According to the data of the Shanghai Chain Store & Franchise Association, 199 hypermarkets in Shanghai achieved sales of 10.1 billion yuan in the first quarter, and from the average sales of a single store, E-Mart was at an average level, with 4 stores achieving sales of more than 200 million yuan in the first quarter, and the average daily sales of a single store exceeded 500,000 yuan. It's a pity that there are only a few stores, and it is no longer easy to buy. Zhou Yong, director of the retail research center of Lianshang.com, pointed out.
In May this year, the "2016 Top 100 Chinese Chain Stores" released by the China Chain Store & Franchise Association showed that in 2016, the sales scale of the top 100 enterprises increased year-on-year, which was the lowest growth rate since statistics. There were 34 enterprises with negative sales growth, an increase of 3 over the previous year. The number of newly opened stores in department stores and large supermarkets has decreased as a whole, and the adjustment of existing stores has accelerated.
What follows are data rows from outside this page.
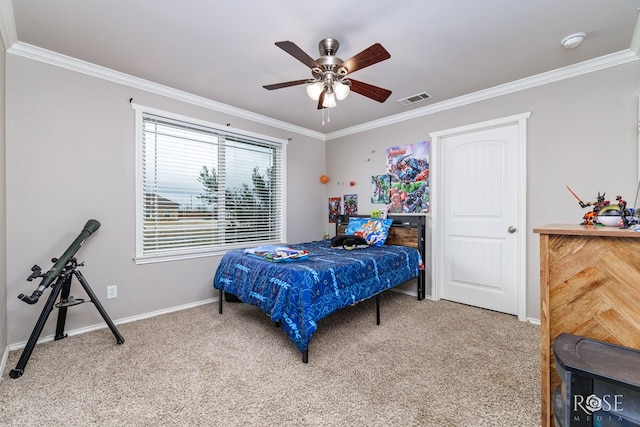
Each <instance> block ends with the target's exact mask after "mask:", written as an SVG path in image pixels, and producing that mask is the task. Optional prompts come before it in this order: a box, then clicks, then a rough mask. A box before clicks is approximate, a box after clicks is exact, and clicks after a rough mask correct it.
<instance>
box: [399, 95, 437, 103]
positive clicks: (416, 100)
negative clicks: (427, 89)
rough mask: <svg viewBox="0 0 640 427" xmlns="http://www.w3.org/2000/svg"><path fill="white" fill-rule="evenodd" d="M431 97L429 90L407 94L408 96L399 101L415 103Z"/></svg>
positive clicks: (404, 102) (427, 98) (400, 102)
mask: <svg viewBox="0 0 640 427" xmlns="http://www.w3.org/2000/svg"><path fill="white" fill-rule="evenodd" d="M429 98H431V95H430V94H428V93H427V92H420V93H417V94H415V95H411V96H407V97H406V98H402V99H399V100H398V102H399V103H400V104H402V105H409V104H413V103H414V102H419V101H424V100H425V99H429Z"/></svg>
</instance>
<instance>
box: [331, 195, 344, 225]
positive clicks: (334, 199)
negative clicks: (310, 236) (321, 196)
mask: <svg viewBox="0 0 640 427" xmlns="http://www.w3.org/2000/svg"><path fill="white" fill-rule="evenodd" d="M341 202H342V199H340V197H329V222H337V221H338V215H340V210H341V207H340V206H341Z"/></svg>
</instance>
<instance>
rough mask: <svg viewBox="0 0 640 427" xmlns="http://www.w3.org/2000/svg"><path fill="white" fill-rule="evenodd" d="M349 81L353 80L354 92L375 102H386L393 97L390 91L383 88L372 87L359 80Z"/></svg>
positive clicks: (377, 86) (379, 87) (351, 90)
mask: <svg viewBox="0 0 640 427" xmlns="http://www.w3.org/2000/svg"><path fill="white" fill-rule="evenodd" d="M349 80H351V91H352V92H355V93H359V94H360V95H362V96H366V97H367V98H371V99H373V100H374V101H378V102H384V101H386V100H387V98H389V96H390V95H391V91H390V90H388V89H383V88H381V87H378V86H374V85H370V84H369V83H363V82H361V81H358V80H353V79H349Z"/></svg>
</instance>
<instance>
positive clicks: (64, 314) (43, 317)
mask: <svg viewBox="0 0 640 427" xmlns="http://www.w3.org/2000/svg"><path fill="white" fill-rule="evenodd" d="M83 265H84V263H80V264H78V262H77V261H76V259H75V258H71V259H69V261H68V262H67V264H66V265H65V267H64V268H63V270H62V272H61V273H60V275H59V276H58V278H57V279H56V281H55V283H54V285H53V287H52V290H51V295H49V298H48V299H47V303H46V304H45V306H44V308H43V309H42V313H40V317H39V318H38V321H37V322H36V326H35V327H34V328H33V332H31V336H30V337H29V341H27V345H26V346H25V348H24V350H23V351H22V356H20V360H18V364H17V365H16V367H15V369H12V370H11V372H9V376H10V377H11V378H19V377H20V376H22V374H23V373H24V368H25V367H26V366H27V362H28V361H29V357H31V353H32V352H33V349H34V348H35V346H36V343H37V341H38V338H39V337H40V334H41V333H42V329H43V328H44V325H45V324H46V323H47V319H48V318H49V314H51V312H52V311H53V309H54V308H57V309H58V310H59V311H58V323H57V325H56V335H55V337H54V340H55V341H57V340H61V339H63V338H66V337H67V334H65V333H64V326H65V322H66V319H67V309H68V308H69V307H71V306H74V305H78V304H82V303H83V302H85V300H84V299H76V298H74V297H73V296H70V295H69V294H70V293H71V281H72V279H73V277H74V276H75V277H76V278H77V279H78V281H79V282H80V284H81V285H82V287H83V288H84V290H85V292H86V293H87V295H88V296H89V301H86V302H92V303H93V305H95V306H96V308H97V309H98V312H100V315H101V316H102V318H103V319H104V321H105V323H106V324H107V326H109V329H111V332H112V333H113V335H114V336H115V337H116V342H117V343H118V344H122V343H124V338H123V337H122V335H120V332H119V331H118V329H117V328H116V325H115V324H114V323H113V321H111V318H110V317H109V315H108V314H107V312H106V311H105V309H104V307H103V306H102V304H100V301H99V300H98V298H97V297H96V294H95V293H94V292H93V290H92V289H91V287H90V286H89V283H87V280H86V279H85V278H84V276H83V275H82V273H81V272H80V271H79V270H78V269H77V268H78V267H81V266H83ZM58 296H60V302H58V303H57V304H56V299H57V298H58Z"/></svg>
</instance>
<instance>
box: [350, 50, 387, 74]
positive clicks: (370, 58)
mask: <svg viewBox="0 0 640 427" xmlns="http://www.w3.org/2000/svg"><path fill="white" fill-rule="evenodd" d="M389 58H391V54H390V53H389V52H387V50H386V49H385V48H383V47H382V45H381V44H380V43H376V44H373V45H371V46H369V47H368V48H366V49H365V50H363V51H362V52H360V53H358V54H357V55H354V56H353V57H351V58H349V59H347V60H346V61H344V62H343V63H342V65H343V66H344V67H346V68H347V73H353V72H354V71H357V70H360V69H362V68H364V67H368V66H370V65H373V64H377V63H378V62H382V61H385V60H387V59H389Z"/></svg>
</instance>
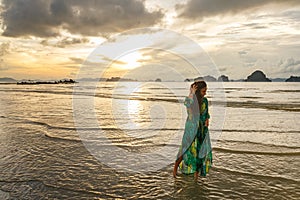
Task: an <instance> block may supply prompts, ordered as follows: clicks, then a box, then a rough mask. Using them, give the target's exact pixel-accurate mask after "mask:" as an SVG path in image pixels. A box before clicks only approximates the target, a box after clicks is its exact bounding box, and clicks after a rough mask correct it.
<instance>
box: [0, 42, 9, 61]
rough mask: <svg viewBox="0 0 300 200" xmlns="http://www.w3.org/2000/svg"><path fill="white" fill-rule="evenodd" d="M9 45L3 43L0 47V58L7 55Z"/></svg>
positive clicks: (4, 42)
mask: <svg viewBox="0 0 300 200" xmlns="http://www.w3.org/2000/svg"><path fill="white" fill-rule="evenodd" d="M9 48H10V43H9V42H4V43H2V44H1V45H0V58H1V57H2V56H5V55H6V54H8V53H9Z"/></svg>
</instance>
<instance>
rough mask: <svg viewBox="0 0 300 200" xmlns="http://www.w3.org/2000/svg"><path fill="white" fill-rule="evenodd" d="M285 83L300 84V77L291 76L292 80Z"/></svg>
mask: <svg viewBox="0 0 300 200" xmlns="http://www.w3.org/2000/svg"><path fill="white" fill-rule="evenodd" d="M285 82H300V76H291V77H290V78H288V79H286V80H285Z"/></svg>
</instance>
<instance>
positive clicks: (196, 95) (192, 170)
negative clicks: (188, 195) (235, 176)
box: [173, 81, 212, 180]
mask: <svg viewBox="0 0 300 200" xmlns="http://www.w3.org/2000/svg"><path fill="white" fill-rule="evenodd" d="M206 90H207V85H206V83H205V82H204V81H198V82H194V83H193V84H192V85H191V88H190V94H189V96H188V97H186V98H185V101H184V105H185V106H186V107H187V113H188V117H187V120H186V123H185V130H184V134H183V137H182V144H181V147H180V149H179V152H178V154H177V159H176V162H175V165H174V170H173V176H174V177H176V174H177V169H178V167H179V168H180V170H181V172H182V173H184V174H194V177H195V179H196V180H197V178H198V175H199V172H200V175H201V176H206V173H208V170H209V168H210V167H211V165H212V149H211V143H210V138H209V132H208V125H209V113H208V101H207V99H206V97H204V96H205V95H206Z"/></svg>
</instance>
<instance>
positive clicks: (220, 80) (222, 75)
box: [218, 75, 229, 82]
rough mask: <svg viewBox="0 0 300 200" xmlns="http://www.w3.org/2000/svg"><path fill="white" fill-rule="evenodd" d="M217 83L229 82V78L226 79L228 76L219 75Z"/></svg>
mask: <svg viewBox="0 0 300 200" xmlns="http://www.w3.org/2000/svg"><path fill="white" fill-rule="evenodd" d="M218 81H222V82H229V78H228V76H225V75H221V76H220V77H219V78H218Z"/></svg>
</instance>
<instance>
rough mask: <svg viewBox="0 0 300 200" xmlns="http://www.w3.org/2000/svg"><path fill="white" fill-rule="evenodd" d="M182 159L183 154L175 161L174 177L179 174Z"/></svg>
mask: <svg viewBox="0 0 300 200" xmlns="http://www.w3.org/2000/svg"><path fill="white" fill-rule="evenodd" d="M181 161H182V156H180V157H179V158H178V159H177V160H176V161H175V164H174V169H173V177H174V178H176V175H177V169H178V166H179V164H180V163H181Z"/></svg>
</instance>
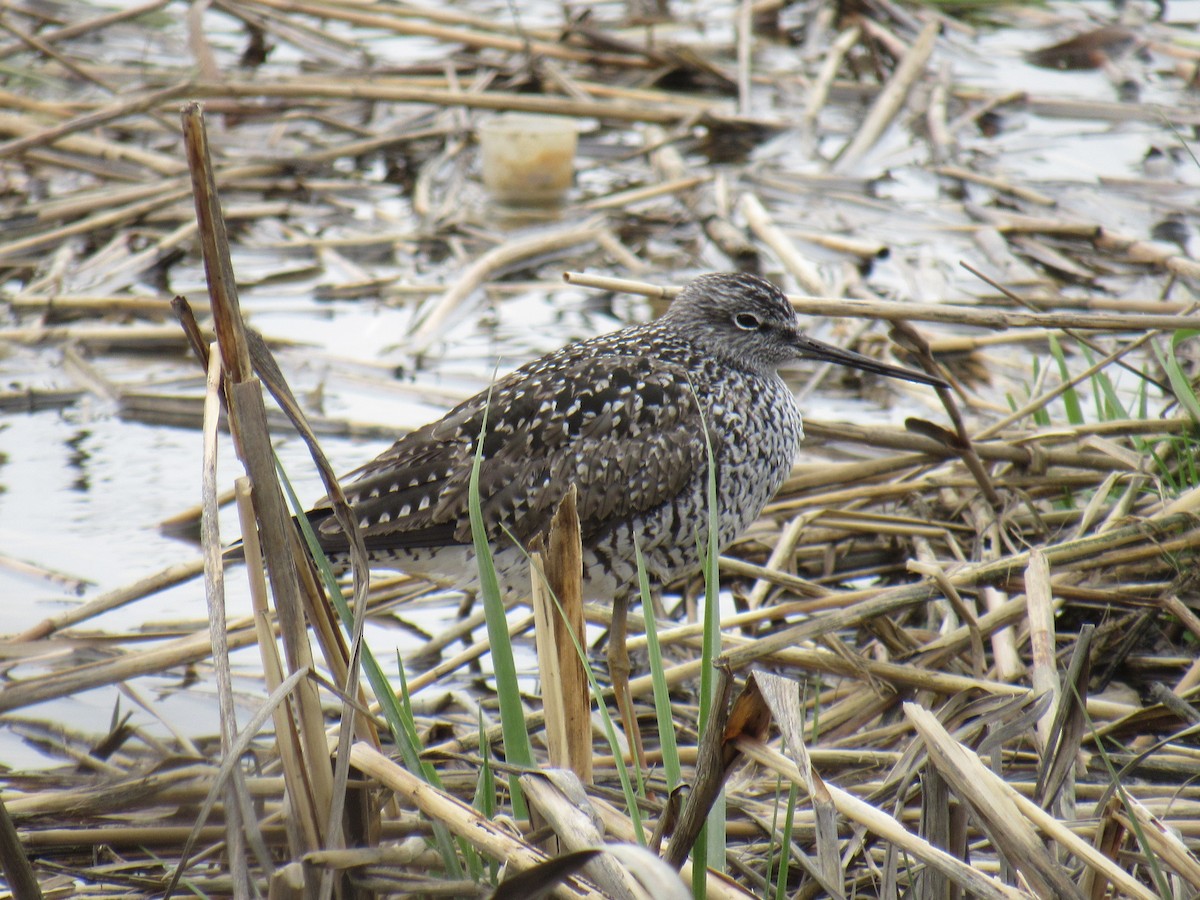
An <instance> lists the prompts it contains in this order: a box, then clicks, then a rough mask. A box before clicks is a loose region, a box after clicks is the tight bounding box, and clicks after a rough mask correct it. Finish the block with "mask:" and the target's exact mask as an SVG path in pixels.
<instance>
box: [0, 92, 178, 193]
mask: <svg viewBox="0 0 1200 900" xmlns="http://www.w3.org/2000/svg"><path fill="white" fill-rule="evenodd" d="M190 89H191V85H190V83H188V82H181V83H178V84H172V85H169V86H167V88H162V89H158V90H154V91H148V92H146V94H143V95H140V96H136V97H131V98H128V100H124V101H120V102H118V103H113V104H112V106H108V107H103V108H102V109H98V110H96V112H95V113H89V114H88V115H83V116H79V118H78V119H73V120H71V121H67V122H62V125H58V126H55V127H52V128H46V130H42V131H40V132H37V133H34V134H28V136H25V137H22V138H17V139H16V140H8V142H6V143H4V144H0V158H5V157H8V156H17V155H19V154H22V152H24V151H26V150H29V149H31V148H35V146H42V145H43V144H53V143H55V142H58V140H59V139H60V138H64V137H66V136H68V134H73V133H74V132H78V131H88V130H89V128H95V127H97V126H100V125H103V124H106V122H110V121H113V120H115V119H122V118H125V116H127V115H132V114H134V113H144V112H146V110H151V109H155V108H157V107H160V106H162V104H163V103H166V102H167V101H170V100H175V98H178V97H180V96H182V95H184V94H186V92H187V91H188V90H190ZM175 172H179V169H178V168H176V169H175ZM172 174H174V173H172Z"/></svg>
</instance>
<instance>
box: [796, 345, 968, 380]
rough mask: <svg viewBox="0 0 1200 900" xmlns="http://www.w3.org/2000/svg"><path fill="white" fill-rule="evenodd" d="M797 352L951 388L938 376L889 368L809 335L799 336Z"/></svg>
mask: <svg viewBox="0 0 1200 900" xmlns="http://www.w3.org/2000/svg"><path fill="white" fill-rule="evenodd" d="M796 350H797V353H798V354H799V355H800V358H802V359H811V360H817V361H820V362H835V364H836V365H839V366H850V367H851V368H860V370H863V371H864V372H874V373H875V374H882V376H887V377H888V378H902V379H904V380H906V382H917V383H918V384H930V385H932V386H935V388H949V386H950V385H949V384H947V383H946V382H944V380H943V379H941V378H938V377H937V376H931V374H925V373H924V372H918V371H917V370H916V368H905V367H904V366H889V365H888V364H887V362H880V361H878V360H876V359H871V358H870V356H864V355H863V354H860V353H854V352H853V350H844V349H842V348H841V347H834V346H833V344H832V343H824V342H823V341H817V340H816V338H814V337H809V336H808V335H797V338H796Z"/></svg>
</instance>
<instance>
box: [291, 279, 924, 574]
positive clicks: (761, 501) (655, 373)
mask: <svg viewBox="0 0 1200 900" xmlns="http://www.w3.org/2000/svg"><path fill="white" fill-rule="evenodd" d="M830 354H832V355H830ZM805 356H808V358H815V359H833V361H838V362H842V364H846V365H852V366H856V367H859V368H868V370H872V371H877V372H882V373H884V374H893V376H899V377H907V378H911V379H912V380H923V382H926V383H934V382H936V380H937V379H930V378H929V377H926V376H922V374H919V373H916V372H908V371H907V370H900V368H895V367H892V366H886V365H883V364H880V362H876V361H874V360H870V359H868V358H864V356H858V355H857V354H850V353H847V352H845V350H838V349H836V348H832V347H828V346H826V344H821V343H820V342H816V341H812V340H811V338H808V337H805V336H804V335H803V334H802V332H800V331H799V328H798V324H797V320H796V316H794V313H793V312H792V308H791V306H790V304H788V302H787V299H786V298H785V296H784V294H782V293H781V292H780V290H779V289H778V288H775V287H774V286H773V284H770V283H769V282H767V281H763V280H761V278H757V277H755V276H750V275H708V276H703V277H700V278H697V280H695V281H692V282H691V283H690V284H688V287H686V288H685V289H684V290H683V293H682V294H680V295H679V296H678V298H677V299H676V301H674V302H673V304H672V306H671V308H670V310H668V311H667V313H666V314H665V316H662V317H661V318H660V319H658V320H656V322H652V323H649V324H644V325H634V326H631V328H625V329H622V330H619V331H614V332H612V334H608V335H602V336H600V337H594V338H592V340H588V341H581V342H578V343H572V344H569V346H566V347H564V348H563V349H560V350H557V352H554V353H551V354H548V355H546V356H542V358H541V359H539V360H535V361H533V362H529V364H527V365H524V366H522V367H521V368H518V370H516V371H515V372H512V373H510V374H508V376H505V377H504V378H500V379H499V380H498V382H496V384H493V385H492V388H491V389H490V390H488V391H484V392H481V394H479V395H476V396H474V397H472V398H470V400H468V401H466V402H463V403H461V404H460V406H457V407H456V408H455V409H452V410H450V412H449V413H448V414H446V415H445V416H444V418H442V419H440V420H438V421H436V422H432V424H430V425H426V426H425V427H422V428H419V430H416V431H414V432H410V433H409V434H406V436H404V437H403V438H401V439H400V440H397V442H396V443H395V444H394V445H392V446H391V448H390V449H389V450H386V451H385V452H384V454H382V455H380V456H379V457H377V458H376V460H373V461H372V462H370V463H367V464H366V466H364V467H362V468H361V469H359V470H358V472H355V473H352V475H350V479H352V480H350V481H349V484H347V485H346V494H347V498H348V499H349V502H350V505H352V506H353V509H354V510H355V512H356V515H358V517H359V523H360V526H361V528H362V536H364V539H365V541H366V547H367V553H368V556H370V557H371V559H372V563H374V564H377V565H380V566H386V568H395V569H400V570H403V571H407V572H409V574H413V575H421V576H426V577H430V578H432V580H434V581H438V582H440V583H445V584H450V586H454V587H457V588H461V589H464V590H470V589H474V588H475V587H476V586H478V574H476V571H475V562H474V554H473V552H472V539H470V524H469V518H468V512H467V491H468V480H469V476H470V469H472V464H473V461H474V457H475V446H476V440H478V439H479V436H480V431H481V427H482V425H484V418H485V409H486V421H487V431H486V437H485V438H484V452H482V467H481V472H480V494H481V506H482V512H484V521H485V523H486V527H487V530H488V536H490V540H491V541H492V544H493V547H494V550H496V553H494V557H496V564H497V570H498V574H499V576H500V583H502V587H503V588H504V589H505V590H508V592H520V590H527V589H528V580H529V576H528V566H527V563H526V558H524V554H523V553H522V552H521V551H520V550H517V548H516V547H515V546H514V545H512V541H511V539H510V538H509V536H506V534H505V533H508V535H511V538H514V539H516V540H517V541H520V542H521V544H522V545H524V544H527V542H528V541H529V539H532V538H533V536H534V535H536V534H539V533H540V532H542V530H544V529H545V528H546V526H547V524H548V522H550V517H551V516H552V515H553V512H554V510H556V509H557V506H558V503H559V500H560V499H562V497H563V493H564V492H565V491H566V488H568V487H569V485H570V484H572V482H574V484H575V485H576V487H577V488H578V514H580V523H581V527H582V533H583V552H584V581H586V589H587V592H588V593H589V594H592V595H594V596H604V595H606V594H607V595H608V596H612V594H613V592H620V590H628V589H630V588H631V587H632V586H634V584H635V576H636V569H635V563H634V535H635V534H636V535H637V539H638V544H640V546H641V548H642V553H643V556H644V558H646V563H647V568H648V572H649V575H650V577H652V578H653V580H654V581H656V582H659V583H664V582H667V581H671V580H673V578H677V577H679V576H684V575H688V574H690V572H694V571H696V570H697V569H698V566H700V559H698V557H697V551H696V547H697V533H698V536H700V539H701V541H703V540H704V535H706V532H707V523H708V515H707V504H706V502H704V497H706V482H707V455H706V448H704V431H706V427H707V432H708V439H709V442H710V443H712V449H713V454H714V458H715V461H716V473H718V498H719V499H718V502H719V522H720V527H719V534H718V542H719V545H720V546H721V547H724V546H726V545H727V544H730V542H731V541H732V540H733V539H734V538H737V535H738V534H739V533H740V532H742V530H743V529H744V528H745V527H746V526H748V524H749V523H750V522H752V521H754V520H755V518H756V517H757V516H758V514H760V512H761V511H762V508H763V506H764V505H766V503H767V502H768V500H769V499H770V497H772V496H773V494H774V493H775V491H778V490H779V487H780V485H781V484H782V482H784V479H785V478H786V476H787V474H788V472H790V470H791V467H792V462H793V460H794V458H796V455H797V451H798V450H799V445H800V440H802V439H803V428H802V422H800V412H799V409H798V407H797V404H796V398H794V397H793V396H792V392H791V390H790V389H788V388H787V385H786V384H785V383H784V380H782V379H781V378H780V377H779V374H778V373H776V368H778V366H780V365H781V364H784V362H787V361H790V360H794V359H797V358H805ZM311 515H312V516H313V518H314V520H317V522H318V529H317V533H318V535H319V536H320V539H322V542H323V544H325V547H326V551H329V552H331V553H334V554H337V553H341V552H344V548H346V539H344V535H342V534H341V532H340V529H338V527H337V523H336V522H335V521H334V518H332V517H331V516H322V510H316V511H314V512H313V514H311Z"/></svg>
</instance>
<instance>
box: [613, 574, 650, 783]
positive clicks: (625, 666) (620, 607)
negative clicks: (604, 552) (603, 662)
mask: <svg viewBox="0 0 1200 900" xmlns="http://www.w3.org/2000/svg"><path fill="white" fill-rule="evenodd" d="M628 625H629V594H628V593H625V592H620V593H618V594H617V595H616V596H614V598H613V600H612V625H611V626H610V629H608V677H610V678H611V679H612V692H613V696H614V697H616V700H617V710H618V712H619V713H620V722H622V727H623V728H624V730H625V738H626V739H628V740H629V752H630V756H631V761H632V762H636V763H637V766H638V767H641V768H642V770H643V772H644V770H646V749H644V748H643V746H642V731H641V728H638V726H637V716H636V715H634V698H632V697H631V696H630V694H629V672H630V665H629V647H628V644H626V643H625V632H626V630H628Z"/></svg>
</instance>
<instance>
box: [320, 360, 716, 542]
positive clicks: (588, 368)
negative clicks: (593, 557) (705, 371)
mask: <svg viewBox="0 0 1200 900" xmlns="http://www.w3.org/2000/svg"><path fill="white" fill-rule="evenodd" d="M572 349H574V348H572ZM485 414H486V433H485V437H484V460H482V462H481V468H480V479H479V480H480V500H481V509H482V512H484V522H485V527H486V529H487V533H488V536H490V538H491V539H492V540H499V539H502V538H503V534H502V529H500V526H502V524H503V526H504V527H505V528H508V529H509V530H510V532H511V533H512V534H514V536H515V538H516V539H517V540H518V541H521V542H522V544H524V542H526V541H527V540H529V539H530V538H533V536H534V535H536V534H539V533H540V532H542V530H544V529H545V528H546V527H547V524H548V523H550V518H551V516H552V515H553V512H554V510H556V509H557V508H558V503H559V502H560V500H562V497H563V494H564V493H565V491H566V487H568V486H569V485H570V484H572V482H574V484H575V485H576V488H577V491H578V512H580V520H581V522H582V523H583V539H584V541H586V540H587V539H588V536H589V535H590V534H596V533H599V532H602V530H604V529H605V528H607V527H608V526H610V524H612V523H613V522H619V521H622V520H624V518H628V517H629V516H631V515H636V514H638V512H643V511H647V510H650V509H654V508H655V506H658V505H660V504H661V503H664V502H665V500H667V499H670V498H671V497H673V496H676V494H677V493H678V492H679V491H682V490H683V488H684V487H685V486H686V485H689V484H690V482H691V481H692V480H694V479H695V478H696V476H697V475H698V473H700V472H701V469H702V468H703V466H704V458H706V451H704V443H703V433H702V430H701V427H700V415H698V412H697V401H696V397H695V396H694V394H692V392H691V390H690V388H689V386H688V376H686V371H685V370H684V368H683V367H682V366H679V365H677V364H672V362H668V361H666V360H662V359H660V358H647V356H611V355H606V354H596V355H593V354H589V353H586V352H580V350H576V352H575V353H566V352H560V354H556V356H552V358H551V360H550V361H542V362H535V364H530V365H529V366H526V367H523V368H521V370H517V371H516V372H514V373H511V374H509V376H506V377H505V378H502V379H500V380H498V382H497V383H496V384H494V385H493V386H492V389H491V390H490V391H485V392H482V394H480V395H478V396H475V397H472V398H470V400H468V401H466V402H464V403H462V404H460V406H458V407H456V408H455V409H452V410H450V413H448V414H446V415H445V416H444V418H443V419H440V420H438V421H436V422H433V424H431V425H426V426H425V427H422V428H419V430H418V431H414V432H412V433H409V434H407V436H404V437H403V438H401V439H400V440H397V442H396V443H395V444H394V445H392V446H391V448H390V449H389V450H386V451H385V452H384V454H382V455H380V456H379V457H377V458H376V460H373V461H372V462H371V463H368V464H367V466H365V467H362V468H361V469H359V470H358V472H356V473H352V475H353V478H354V480H353V481H350V484H349V485H348V486H347V487H346V492H347V496H348V499H349V500H350V504H352V506H353V508H354V510H355V512H356V514H358V517H359V522H360V526H361V527H362V529H364V539H365V541H366V544H367V547H368V548H414V547H422V546H424V547H430V546H442V545H445V544H468V542H470V524H469V517H468V511H467V510H468V508H467V498H468V485H469V476H470V468H472V463H473V461H474V457H475V449H476V444H478V440H479V436H480V433H481V431H482V428H484V422H485ZM712 440H713V443H714V452H715V451H716V449H718V448H716V438H715V436H714V437H713V438H712ZM320 530H322V532H323V533H324V534H323V536H325V538H326V540H329V539H332V540H336V539H337V536H338V535H337V526H336V523H335V522H332V520H331V518H329V520H325V521H323V522H320ZM342 540H344V539H342Z"/></svg>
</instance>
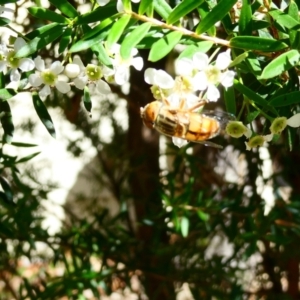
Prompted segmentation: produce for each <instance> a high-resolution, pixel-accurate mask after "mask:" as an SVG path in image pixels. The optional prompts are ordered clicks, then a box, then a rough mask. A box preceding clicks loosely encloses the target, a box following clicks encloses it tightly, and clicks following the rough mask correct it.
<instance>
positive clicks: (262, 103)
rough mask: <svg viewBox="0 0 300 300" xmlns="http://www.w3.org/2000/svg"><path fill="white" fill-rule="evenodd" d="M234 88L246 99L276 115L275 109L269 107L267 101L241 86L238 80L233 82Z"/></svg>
mask: <svg viewBox="0 0 300 300" xmlns="http://www.w3.org/2000/svg"><path fill="white" fill-rule="evenodd" d="M234 88H235V89H237V90H238V91H239V92H241V93H242V94H243V95H245V96H246V97H247V98H248V99H250V100H253V101H254V102H255V103H256V104H258V105H260V106H262V107H263V108H268V109H269V110H270V111H271V112H273V113H274V114H275V115H277V111H276V109H275V108H274V107H273V106H271V105H270V103H269V102H268V101H267V100H265V99H264V98H263V97H261V96H260V95H259V94H258V93H256V92H254V91H253V90H251V89H249V88H248V87H246V86H245V85H243V84H241V83H240V82H239V81H238V80H234Z"/></svg>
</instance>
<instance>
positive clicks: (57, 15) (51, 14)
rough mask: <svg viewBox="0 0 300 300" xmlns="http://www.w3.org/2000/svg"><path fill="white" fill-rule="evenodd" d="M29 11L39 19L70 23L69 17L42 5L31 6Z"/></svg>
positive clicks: (47, 20)
mask: <svg viewBox="0 0 300 300" xmlns="http://www.w3.org/2000/svg"><path fill="white" fill-rule="evenodd" d="M28 11H29V12H30V14H31V15H33V16H34V17H36V18H38V19H42V20H46V21H51V22H56V23H68V19H67V18H66V17H64V16H62V15H59V14H57V13H56V12H54V11H52V10H50V9H47V8H42V7H37V6H34V7H29V8H28Z"/></svg>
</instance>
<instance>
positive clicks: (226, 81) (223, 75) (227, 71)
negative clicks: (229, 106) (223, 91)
mask: <svg viewBox="0 0 300 300" xmlns="http://www.w3.org/2000/svg"><path fill="white" fill-rule="evenodd" d="M234 76H235V72H233V71H226V72H224V73H223V74H222V75H221V79H220V82H221V84H222V85H223V86H224V87H225V88H228V87H230V86H232V85H233V79H234Z"/></svg>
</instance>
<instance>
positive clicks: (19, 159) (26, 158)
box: [16, 151, 41, 164]
mask: <svg viewBox="0 0 300 300" xmlns="http://www.w3.org/2000/svg"><path fill="white" fill-rule="evenodd" d="M40 153H41V151H39V152H35V153H31V154H29V155H27V156H25V157H22V158H20V159H19V160H17V161H16V164H20V163H23V162H26V161H29V160H31V159H33V158H34V157H36V156H37V155H39V154H40Z"/></svg>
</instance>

"If E-Mart really closes all its stores in China in the future, then financial compensation will be an issue. In addition, we can see that the focus of E-Mart's overseas business development in the future will shift to Southeast Asian countries such as Vietnam and Indonesia, which are performing well, because the local market conditions are very similar to the booming Chinese market in the 90s of the last century, which also allows E-Mart to shift the direction of business development. Shen Jun, a senior retailer, analyzed.